The analysis in his thread seems to be the most plausible explanation so far - for the symptoms throughout the whole body vs just isolated, for the trouble arising only in post-exertional state, for the cytokine response to viral illness penetrating the blood-brain barrier and so on. 80-90% of the symptomatic presentation I can find in myself. I have long speculated that once certain damage is done and cytokines are upregulated that the autonomous system is not able to distinguish stressors and exercise is definitely a stressor, albeit supposedly a beneficial one in the long term. It also might explain strong reactions to minor stressors such as noise or emotional issues that seem to amplify when in a malaised state and also attribute for that sometimes somewhat anxious feeling (a stress response as well). Needless to say most of the tests with specialists were done in a resting state and the stress test was done once and never repeated (since outperformed). Apart from supplements pacing seems the only viable option to reduce heightened stress responses and cytokine inflammation after workout. Another trick is to do the workout 10-20 bpm below the target heart rate and only perform in the target heart rate or higher for a reduced amount of time. It seems somewhat that for each minute you workout at let's say 150 bpm you can workout 20 mninutes at 120 bpm (just an example), there seems to be a roughly inverse logarithmic function describing the increase in allowed exercise time on the x-axis over the lowering of the HR on the y-axis (where 0 is approx. your resting/sitting/normal activity HR). Just an idea, no data to back this up ;)
 

kaffiend

Senior Member
Messages
167
Location
California
I can't figure out if it's heart-rate or intensity more generally. The threshold is somewhat of a moving target as well.
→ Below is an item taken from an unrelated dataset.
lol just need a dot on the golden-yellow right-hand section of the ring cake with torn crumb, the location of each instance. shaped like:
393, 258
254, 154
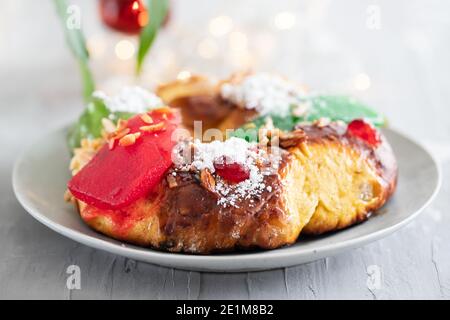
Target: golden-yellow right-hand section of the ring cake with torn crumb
373, 168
Exercise is a stressor, but it also elicits a large immune response. If the negative feedback on that response is broken (cortisol?) then it keeps going.
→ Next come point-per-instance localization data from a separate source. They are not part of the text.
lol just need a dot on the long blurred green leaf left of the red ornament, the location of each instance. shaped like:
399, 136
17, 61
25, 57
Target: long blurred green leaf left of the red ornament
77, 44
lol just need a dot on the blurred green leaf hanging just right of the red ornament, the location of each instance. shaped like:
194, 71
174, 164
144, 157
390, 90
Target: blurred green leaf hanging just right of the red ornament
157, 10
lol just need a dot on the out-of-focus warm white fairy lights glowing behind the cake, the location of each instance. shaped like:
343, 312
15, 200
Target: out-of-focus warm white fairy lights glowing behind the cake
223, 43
This is interesting: http://www.ncbi.nlm.nih.gov/pubmed/20145562
 

mellster

Marco
Messages
805
Location
San Francisco
I noticed improvement from taking NAC and D-ribose, no theanine in the mix yet. I had slightly elevated cortisol levels (although still in range for the reference range of other labs) and I think it has to do with pain response and also the fact that the pain is more prevalent on the left side. I don't know what kind of exercise the test subjects were doing but I used to kickbox 3-4 times a week and that was too much to sustain and I got weaker in the long run until I crashed (due to lack of sleep and stress as well). Also, the HR might just be one factor, I also noticed that exercising on the stationary bike at the same HR levels is less taxing than jogging (with changing incline) outdoors at the same HR. This is probably because jogging/running (as kickboxing) is a jarring type of exercise where a big part of your body is in motion and needs proper oxygenation and more muscles are worked, whereas with stationary cycling the torso is mostly still. Also, the lungs are more affected by pollution and extreme (hot or cold) weather.
 

taniaaust1

Senior Member
Messages
13,054
Location
Sth Australia
I'm not really capable of understanding the particulars to all this but...
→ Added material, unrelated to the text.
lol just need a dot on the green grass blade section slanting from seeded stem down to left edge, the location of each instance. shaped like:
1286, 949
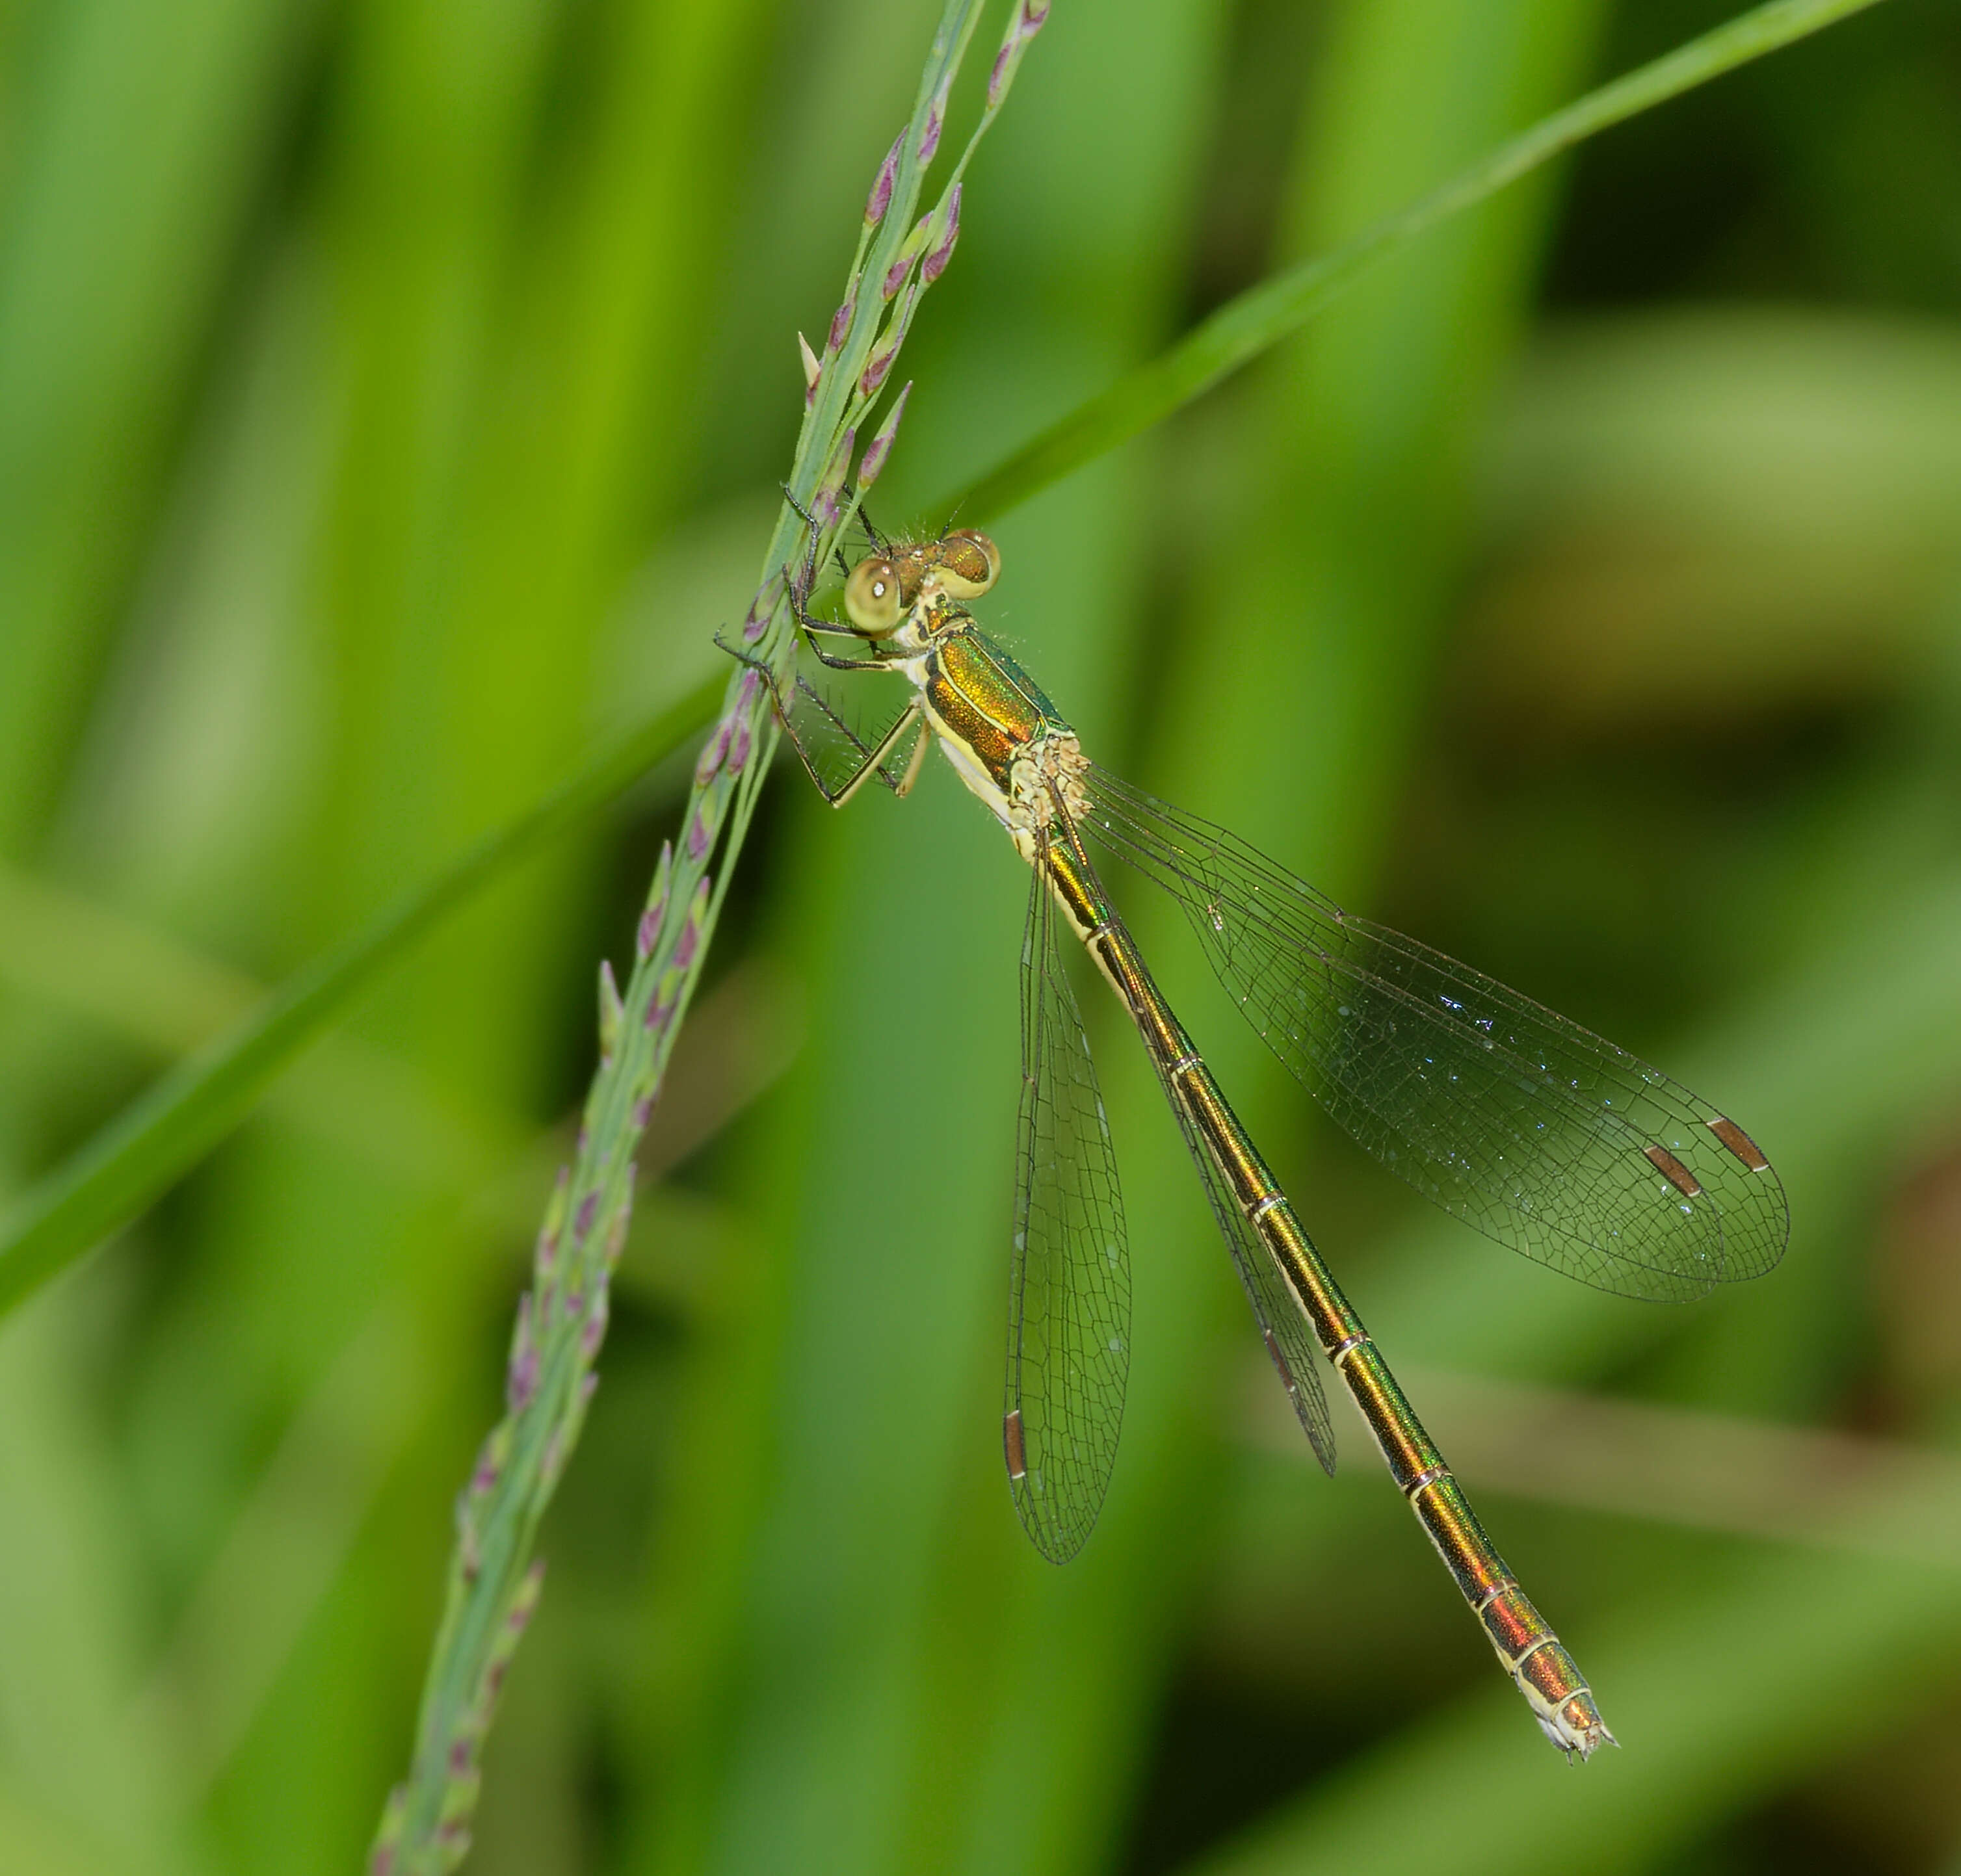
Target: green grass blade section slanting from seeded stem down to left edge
179, 1120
I've read other things about migraines being possibly related to physical irritation of the brainstem/spinal cord. It's thought that strengthening core muscle strength could be helpful here.

This could also explain why connective tissue disorders have increased incidence of CFS and migraine (more dependent upon muscular support to protect brainstem/spinal column).

This is all a bit speculative but... should I be focusing my energy on something like Pilates to improve core muscle strength? What does anyone think?

Pilates can be good (as its laying down) as long as one doesnt get the heart rate at too much (many dont realise that this can be quite intense).. so go carefully.

Improving muscle strength is, if you arent going to overdo it good. (helps stop us be more prone to injury.. those core muscles also help protect your back etc). I once ended up in hospital for a week after my muscles all became weak so hence then I injured my back (weak muscles from lack of use after a long bedbound phase).